Pocas películas me han causado tan grato desconcierto como es el reciente caso de La llegada. Una ancha obra sostenida por Denis Villeneuve, cualificado director destinado a comerse el mundo con patatas dada su breve pero potentísima filmografía que parece no desfallecer con los años, película tras película.
Ante el actual “estereotipismo” el cine corre el riesgo de convertirse, si no lo es ya, en ese insulso primogénito de la familia audiovisual que aun vive en casa de sus padres, donde su hermano pequeño superdotado (las series) ya quiere emanciparse con 15 años para estudiar filosofía en la Universidad de Pittsburgh. Bromas aparte, el bueno de Villeneuve tiene un sentido del cine muy distinto a lo ordinario y le doy gracias por ello.
Doce naves extraterrestres aparecen repartidas por todo el mundo. En Estados Unidos, una filóloga y un físico deberán descubrir las intenciones de los extraterrestres antes de que el ejército corte el diálogo y se produzca una crisis mundial. Hasta ahí puedo, y debo, leer.
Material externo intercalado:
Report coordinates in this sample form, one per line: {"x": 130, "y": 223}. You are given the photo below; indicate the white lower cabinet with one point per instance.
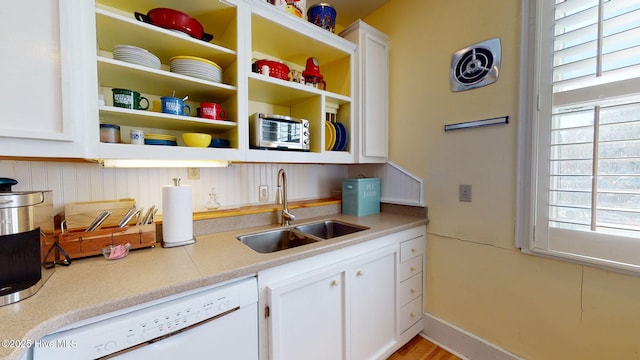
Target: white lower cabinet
{"x": 307, "y": 317}
{"x": 346, "y": 304}
{"x": 372, "y": 302}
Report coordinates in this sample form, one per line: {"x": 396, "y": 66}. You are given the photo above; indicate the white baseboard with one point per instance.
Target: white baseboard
{"x": 461, "y": 342}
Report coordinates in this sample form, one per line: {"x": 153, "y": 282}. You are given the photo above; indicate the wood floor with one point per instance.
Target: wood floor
{"x": 420, "y": 348}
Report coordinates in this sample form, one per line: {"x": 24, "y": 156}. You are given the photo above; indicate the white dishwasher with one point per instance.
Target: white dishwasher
{"x": 218, "y": 322}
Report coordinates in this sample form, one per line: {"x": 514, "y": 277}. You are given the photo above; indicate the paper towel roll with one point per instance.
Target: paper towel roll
{"x": 177, "y": 222}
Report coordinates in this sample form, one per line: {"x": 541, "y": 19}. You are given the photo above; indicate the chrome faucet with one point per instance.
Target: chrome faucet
{"x": 281, "y": 198}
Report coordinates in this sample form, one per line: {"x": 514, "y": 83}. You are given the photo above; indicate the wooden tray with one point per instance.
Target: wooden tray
{"x": 79, "y": 215}
{"x": 79, "y": 244}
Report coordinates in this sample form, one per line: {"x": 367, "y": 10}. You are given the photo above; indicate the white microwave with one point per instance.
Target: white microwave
{"x": 279, "y": 132}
Es difícil elaborar una crítica que agrade al lector, sin desvelarle nada, y al mismo tiempo eleve a la obra. Propongo entonces al lector que no haya visto aun la película que se detenga de esta gozosa lectura, pues un servidor no quiere interferir entre el valioso encuentro de espectador con lo que se propone en la pantalla grande. Por favor, para. Ve al cine y dale una oportunidad, ten paciencia. Hazme caso. Deja de leer. ¿Ya? Te estoy viendo. Nos vemos luego. ¿Vale? Si tú te quedas ya sabes de lo que quiero hablar.
(Atención, spoilers)
Pues bien.
La llegada desde el minuto uno ya nos está mostrando con inteligencia y ambigüedad lo que verdaderamente quiere narrarnos. El comienzo/final o final/comienzo que descubrimos con desconcierto, solo será suficientemente valorado cuando uno lo haya reposado en los créditos finales, intentando desentrañar el sinsentido de no vivir linealmente, como hacen los octópodos. Error.
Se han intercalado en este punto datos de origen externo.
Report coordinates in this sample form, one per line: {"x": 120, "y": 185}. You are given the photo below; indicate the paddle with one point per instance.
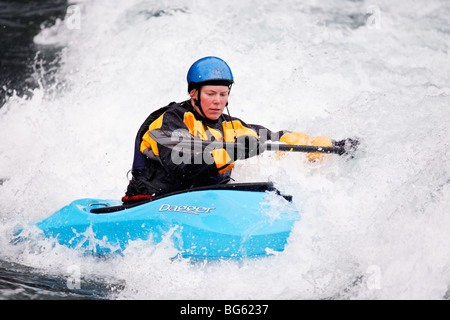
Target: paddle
{"x": 182, "y": 138}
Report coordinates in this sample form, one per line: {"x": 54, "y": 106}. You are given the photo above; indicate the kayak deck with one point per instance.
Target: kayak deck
{"x": 225, "y": 221}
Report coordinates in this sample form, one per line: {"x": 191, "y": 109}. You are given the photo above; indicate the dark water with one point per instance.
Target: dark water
{"x": 19, "y": 282}
{"x": 20, "y": 58}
Desde mi humilde opinión, esta trama nos lleva a un tema más allá de lo ya explorado en el género de la ciencia ficción. Sobre todo en su rama más social, más humana, que intenta integrar hombre y extraterrestre desde el asombro ante lo que nos es desconocido. Ejemplos de dicha rama son, Encuentros en la tercera fase, 2001: Un odisea del espacio o Contact. Nada nuevo bajo el sol a pesar de todo.
Es ahí, en su esencia, donde la película cobra un nuevo sentido. ¡Qué maravilla! La protagonista, la Doctora Louise Banks (Amy Adams) descubre que el “arma” del que hablaban los octópodos es en realidad un obsequio, un don, su lenguaje. Un lenguaje que denota que perciben el tiempo de manera distinta a nosotros y que, al hacerlo suyo es llevada a la feliz desdicha de descubrir progresivamente el trágico futuro de su futura hija Hannah y la separación con el hombre que la quiere y querrá, el físico coprotagonista, Ian Donnelly (Jeremy Renner) .
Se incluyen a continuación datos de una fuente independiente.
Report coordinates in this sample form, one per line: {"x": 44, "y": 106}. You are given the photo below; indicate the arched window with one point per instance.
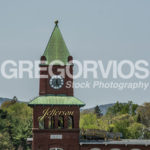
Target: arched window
{"x": 41, "y": 123}
{"x": 51, "y": 123}
{"x": 70, "y": 122}
{"x": 61, "y": 122}
{"x": 55, "y": 149}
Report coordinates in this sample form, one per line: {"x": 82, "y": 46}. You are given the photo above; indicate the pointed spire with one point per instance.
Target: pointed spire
{"x": 56, "y": 48}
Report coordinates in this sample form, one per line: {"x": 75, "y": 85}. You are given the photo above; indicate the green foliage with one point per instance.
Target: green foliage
{"x": 120, "y": 108}
{"x": 16, "y": 123}
{"x": 143, "y": 113}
Así pues, en ese amanecer trascendental de confusión, a pocos minutos del final, ajeno a todo porvenir, el físico contemplando el cielo con calma y reflexión le dice a la protagonista una de las líneas más memorables que recuerdo en una película.
—Ian Donnelly.- Me he pasado toda mi vida mirando las estrellas, pero es ahora, después de haberlos conocido, cuando me doy cuenta de que lo verdaderamente me ha impresionado ha sido conocerte a ti.
Ante la atónita mirada de la protagonista el espectador no puede sino asombrarse sobre el incalculable, y podría decir casi infinito, valor del amor respecto a todo lo demás. Extraterrestres de ocho patas, naves espaciales que levitan… todo eso ya no importa.
Entonces es cuando descubrimos el tema de la película, el amor. Es fascinante como una película con este argumento trata finalmente del amor, no de una manera preciosista sin más, sino con rigor y pareciendo saber lo que verdaderamente propone. El regalo que supone darlo y compartirlo. Más importante que la irrelevante trama de tensión de si los alienígenas son una amenaza o no, el drama es humano y no mundial y al ser íntimamente humano es verdaderamente de todos, universal. Ella, sabiéndose de su desdicha, acepta. Su última palabra en la película es “Sí”, afirmando la llegada de una vida que pese a todo mal la transfigurará en una persona dichosa, que vivirá en la virtud del amor eternamente, al recordar su futuro y vaticinar su pasado al mismo tiempo.
El silencioso sacrificio, casi mesiánico, de la protagonista en los últimos instantes de la película, hace que la obra tome una elevación final portentosa, encumbrando al cine hacia una experiencia de descubrimiento personal ante los misterios humanos.